Falsos positivos

Carlos Granés
07 de junio de 2019 - 05:00 a. m.

Además de haber sido un asunto espantoso e inhumano, se trató de una gran mentira, la madre de las fake news. Una mentira promovida desde el Gobierno con el fin de ensalzar la popularidad de un líder envanecido ante el aplauso que lo aclamaba como el salvador de la patria, que además sirvió para alinear a la opinión pública detrás de su proyecto político. Pero la verdad era más sórdida. Los miles de bajas que aparecían en los partes de batalla, esos que hacían respirar con alivio pues parecían la prueba evidente del debilitamiento de las Farc, de la reconquista del país y de la consecuente afirmación de una sociedad civil harta de sentirse amenazada por los secuestros y la barbarie de la guerrilla, no eran más que una campaña de autobombo teñida de banalidad e infamia.

Porque eso fue lo que hubo detrás de los falsos positivos, una inverosímil práctica criminal alimentada con premios banales (permisos, ascensos, medallitas) destinada a hacer creer a la opinión pública que ese conteo imparable de bajas guerrilleras anunciaba una victoria militar inminente. Y no. Se trataba —lo sabemos ahora— de víctimas civiles asesinadas porque sí, porque resultaba fácil y gratis hacerlo, y porque sus cuerpos eran necesarios para engrosar las estadísticas con las que se mantuvo en una especie de hechizo colectivo al país. 2.248 muertos registrados oficialmente; el doble, según otros conteos: un ejército entero de jóvenes civiles que, disfrazados de guerrilleros después de muertos, cumplieron el triste papel de cortina de humo. Fueron el sacrificio con el que se sació cierta necesidad psicológica del país, la de sentirse, por fin, protegido, ganando y terminando una guerra absurda y salvaje y atroz y hasta aburrida, cuando en realidad ocurría todo lo contrario. Nunca los pobres fueron tan vulnerables.

A toda la repulsión que produce esta barbarie hay que sumar la sorpresa. Sorpresa porque la verdad no ha generado una reacción colectiva de repudio moral ni ha conseguido que las mentes más embelesadas con el uribismo miren hacia atrás y pidan cuentas. “¿Fuimos engañados?”, “¿nos engatusaron con el cuento de la derrota de las Farc a costa de miles de jóvenes inocentes?”. Si resulta comprensible que la gente sienta furor por el líder que derrotó a la guerrilla, lo que escapa al entendimiento es que la evidencia del engaño, de semejante engaño para el que no se ha inventado un adjetivo, no haya hecho reconsiderar a sus seguidores.

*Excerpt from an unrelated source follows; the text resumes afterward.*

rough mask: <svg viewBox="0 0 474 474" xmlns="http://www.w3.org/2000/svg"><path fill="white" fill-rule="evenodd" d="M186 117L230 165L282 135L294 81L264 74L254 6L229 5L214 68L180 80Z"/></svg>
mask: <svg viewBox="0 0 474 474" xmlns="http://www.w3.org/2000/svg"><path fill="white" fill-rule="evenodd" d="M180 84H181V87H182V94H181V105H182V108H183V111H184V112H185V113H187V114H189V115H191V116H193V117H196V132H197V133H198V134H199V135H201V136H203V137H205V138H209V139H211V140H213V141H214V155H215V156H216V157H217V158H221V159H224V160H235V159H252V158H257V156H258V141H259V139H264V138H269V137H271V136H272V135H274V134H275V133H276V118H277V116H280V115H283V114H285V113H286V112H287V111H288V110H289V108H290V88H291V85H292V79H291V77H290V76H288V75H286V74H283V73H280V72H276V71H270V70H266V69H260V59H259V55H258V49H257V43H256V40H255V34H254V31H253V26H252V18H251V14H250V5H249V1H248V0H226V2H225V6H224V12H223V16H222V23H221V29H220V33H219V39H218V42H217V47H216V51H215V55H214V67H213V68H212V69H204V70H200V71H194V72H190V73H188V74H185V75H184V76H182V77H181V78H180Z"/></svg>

Y sorpresa también porque el escándalo periodístico que desataron el descubrimiento de los falsos positivos, las denuncias de las madres de Soacha y las condenas internacionales parece haber sido poca cosa comparado a las ganancias frívolas (permisos, ascensos, medallitas) y a las ganancias graves (la apariencia de que el Ejército vence a los ejércitos irregulares que amenazan al Estado). Las noticias publicadas por The New York Times, además de preocupar, desmoralizan. ¿Cómo, después de lo ocurrido en la última década, el Ejército vuelve a privilegiar la lógica del número de muertos como prueba de efectividad militar? Queriendo resplandecer ante la opinión pública, ha vuelto a generar las más sombrías suspicacias. Algo grave, porque ante la violencia que muta y no cesa, hoy, igual que ayer, el Ejército necesita legitimidad moral para enfrentarla.